2. New mobility means new revenue streams
By embracing and not rejecting the new industry of shared mobility, automotive retailers are diversifying their revenue streams.
- By not adhering to the normal business model of only selling cars (or renting cars for short-term leisure purposes) dealers are increasing profits by reaching out to thousands of prospective rideshare drivers who are in the market for a monthly or a long-term rental. This is a great way to take advantage of the shared mobility economy.
- More and more prospective rideshare drivers are asking “Can you rent a car from a dealership?” And more and more car dealers are making sure that drivers know the answer to that question is a resounding “yes!”
3. The growing popularity of MaaS (Mobility as a Service)
Mobility as a Service is essentially when different forms of on-demand shared mobility transportation services are offered to consumers through a single app. It’s a convenient time-saver for consumers on the go who need the best option to get to their destination as quickly as possible.
- These can be an on-demand shared ride from rideshare companies like Uber or Lyft, as well as carpool vans, carsharing, using public transportation, renting an electric scooter or electric bike, or finding car dealerships that rent cars.
- Maas is growing in popularity, changing the way people think when they consider owning a car as well as the way traditional automobile retailers structure their business.
- Auto dealers and car remarketing companies are learning to not ignore the transition to Mobility as a Service as they don’t want to be left in the dust, much like the taxi industry was when on-demand transportation companies like Uber and Lyft came into play.

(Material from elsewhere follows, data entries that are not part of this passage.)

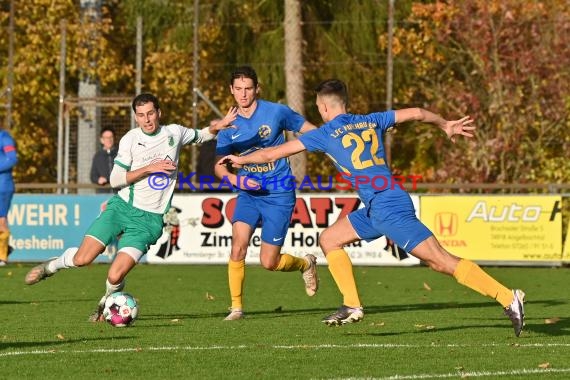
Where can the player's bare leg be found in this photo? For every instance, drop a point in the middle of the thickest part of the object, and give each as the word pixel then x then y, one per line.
pixel 271 258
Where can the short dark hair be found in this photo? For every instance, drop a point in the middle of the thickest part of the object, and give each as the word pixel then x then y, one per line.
pixel 107 129
pixel 144 98
pixel 334 87
pixel 244 72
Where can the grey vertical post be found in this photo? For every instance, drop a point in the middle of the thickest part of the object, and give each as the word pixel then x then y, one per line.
pixel 195 81
pixel 10 87
pixel 295 85
pixel 89 118
pixel 62 57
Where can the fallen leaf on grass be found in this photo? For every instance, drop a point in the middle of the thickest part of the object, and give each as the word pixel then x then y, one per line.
pixel 551 321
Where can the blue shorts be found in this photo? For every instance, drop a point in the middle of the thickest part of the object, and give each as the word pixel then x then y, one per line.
pixel 270 211
pixel 390 213
pixel 5 200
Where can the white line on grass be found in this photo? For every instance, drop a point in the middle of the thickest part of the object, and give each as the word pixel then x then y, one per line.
pixel 514 372
pixel 277 347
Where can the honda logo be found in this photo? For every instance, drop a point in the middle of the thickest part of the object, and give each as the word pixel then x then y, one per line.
pixel 446 223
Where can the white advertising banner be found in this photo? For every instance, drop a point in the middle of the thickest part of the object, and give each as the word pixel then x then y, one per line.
pixel 198 230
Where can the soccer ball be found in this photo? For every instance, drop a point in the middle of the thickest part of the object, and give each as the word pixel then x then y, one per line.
pixel 120 309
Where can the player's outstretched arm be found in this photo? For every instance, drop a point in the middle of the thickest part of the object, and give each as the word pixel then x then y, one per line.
pixel 451 128
pixel 120 177
pixel 270 154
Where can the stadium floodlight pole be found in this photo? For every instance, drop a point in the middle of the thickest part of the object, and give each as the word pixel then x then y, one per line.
pixel 209 102
pixel 389 76
pixel 9 89
pixel 138 63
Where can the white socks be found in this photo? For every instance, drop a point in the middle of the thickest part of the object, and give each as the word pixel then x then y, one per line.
pixel 64 261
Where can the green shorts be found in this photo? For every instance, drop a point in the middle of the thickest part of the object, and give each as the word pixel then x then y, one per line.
pixel 140 229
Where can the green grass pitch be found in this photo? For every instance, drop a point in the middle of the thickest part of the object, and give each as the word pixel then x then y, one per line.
pixel 418 325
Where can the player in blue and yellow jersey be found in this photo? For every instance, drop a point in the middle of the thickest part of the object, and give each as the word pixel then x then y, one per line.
pixel 354 143
pixel 261 198
pixel 145 170
pixel 8 159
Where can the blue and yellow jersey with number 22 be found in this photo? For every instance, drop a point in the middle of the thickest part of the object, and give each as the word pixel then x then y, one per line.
pixel 355 145
pixel 265 128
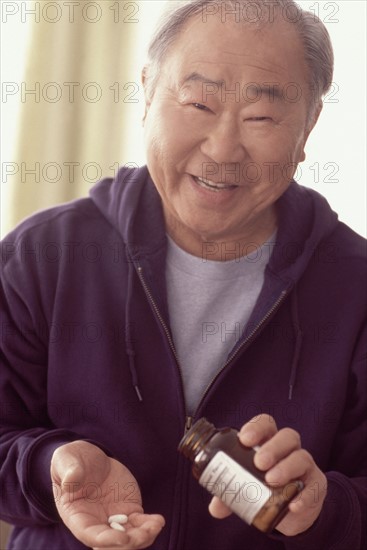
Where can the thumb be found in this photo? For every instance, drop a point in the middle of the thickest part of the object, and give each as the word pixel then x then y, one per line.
pixel 72 462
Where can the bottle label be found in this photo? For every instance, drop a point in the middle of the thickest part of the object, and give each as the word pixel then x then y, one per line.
pixel 241 491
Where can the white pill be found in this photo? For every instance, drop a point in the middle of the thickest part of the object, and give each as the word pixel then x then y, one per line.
pixel 117 526
pixel 118 518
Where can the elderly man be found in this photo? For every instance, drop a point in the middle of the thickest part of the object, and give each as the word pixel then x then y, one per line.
pixel 206 284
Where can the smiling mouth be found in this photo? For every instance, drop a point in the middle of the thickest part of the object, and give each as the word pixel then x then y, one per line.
pixel 212 186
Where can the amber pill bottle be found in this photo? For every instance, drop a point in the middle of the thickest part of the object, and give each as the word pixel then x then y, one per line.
pixel 225 467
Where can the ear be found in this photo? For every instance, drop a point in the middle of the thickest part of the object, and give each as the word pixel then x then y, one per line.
pixel 310 126
pixel 144 80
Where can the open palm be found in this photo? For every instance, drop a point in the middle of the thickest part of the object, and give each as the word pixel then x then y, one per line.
pixel 89 487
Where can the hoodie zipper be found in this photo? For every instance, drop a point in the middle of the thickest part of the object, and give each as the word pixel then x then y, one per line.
pixel 189 418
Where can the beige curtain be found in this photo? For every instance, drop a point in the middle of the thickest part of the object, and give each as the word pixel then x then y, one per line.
pixel 81 88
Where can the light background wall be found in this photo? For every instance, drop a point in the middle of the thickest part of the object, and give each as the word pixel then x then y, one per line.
pixel 336 158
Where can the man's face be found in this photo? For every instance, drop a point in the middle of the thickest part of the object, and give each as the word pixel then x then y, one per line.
pixel 231 107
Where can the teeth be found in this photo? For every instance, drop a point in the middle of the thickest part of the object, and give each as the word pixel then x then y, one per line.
pixel 207 184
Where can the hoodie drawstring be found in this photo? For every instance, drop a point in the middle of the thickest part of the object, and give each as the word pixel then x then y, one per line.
pixel 128 339
pixel 299 337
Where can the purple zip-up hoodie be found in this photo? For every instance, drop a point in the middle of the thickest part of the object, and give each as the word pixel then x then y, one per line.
pixel 87 353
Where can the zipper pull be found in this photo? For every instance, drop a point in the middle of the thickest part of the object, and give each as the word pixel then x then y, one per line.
pixel 188 423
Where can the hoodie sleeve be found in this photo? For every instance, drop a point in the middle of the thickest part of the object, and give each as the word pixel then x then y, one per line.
pixel 342 522
pixel 27 437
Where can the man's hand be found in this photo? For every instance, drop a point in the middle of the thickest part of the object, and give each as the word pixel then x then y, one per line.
pixel 89 487
pixel 284 460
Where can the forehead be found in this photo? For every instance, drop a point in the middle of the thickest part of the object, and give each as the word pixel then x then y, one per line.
pixel 236 51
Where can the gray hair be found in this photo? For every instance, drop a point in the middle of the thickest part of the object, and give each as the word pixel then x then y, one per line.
pixel 315 38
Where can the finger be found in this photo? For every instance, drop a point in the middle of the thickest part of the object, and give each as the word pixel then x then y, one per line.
pixel 258 430
pixel 70 462
pixel 137 520
pixel 278 447
pixel 218 509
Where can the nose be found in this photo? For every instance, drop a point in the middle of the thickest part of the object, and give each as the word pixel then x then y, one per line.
pixel 222 143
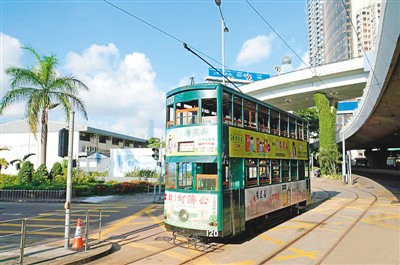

- Traditional car dealerships sell vehicles to drivers, and also offer vehicle maintenance services. Incorporating a MaaS model into their structure will utilize their inventory to the fullest degree, instantly creating and increasing revenue. This can be done at no added cost to the dealer or the consumer.
4. Asset tracking tools
As more car dealers embrace MaaS, they need new ways to keep track of and manage the thousands of vehicles that are being rented to drivers. That’s why HyreCar entered a strategic partnership with PassTime.
- PassTime offers car dealers a GPS solution to track and control automotive inventory that is being used for shared mobility. This helps dealers transition into the Mobility as a Service industry.
5. Rent-to-own programs
An increasing number of car dealerships are offering programs that feature rent-to-own vehicles, which can help to put a rideshare driver on the pathway to owning their own car.
- Rent-to-own programs allow drivers to rent a car from the lot and use part of their profits they make driving for Uber or Lyft towards a down payment on their rental.
- Both driver and car dealer experience a win-win in this situation. The driver earns enough cash to own the vehicle they’re using for work, and the dealer makes a sale. KaChing! KaChing!
- Rideshare drivers can contribute a portion of their rideshare income to earn a down payment on the vehicle they’re renting. It’s a fast path to ownership.
Conclusion
If it feels like the world of transportation is changing in the blink of an eye these days, it is. Unlike the taxi industry, which was quickly made nearly obsolete by rideshare companies, car dealerships are jumping on the shared mobility train by offering vehicles for rent to rideshare drivers, along with pathways to owning those vehicles. Mobility as a Service is being embraced by automotive retailers, ensuring them a strong position in the lucrative rideshare economy.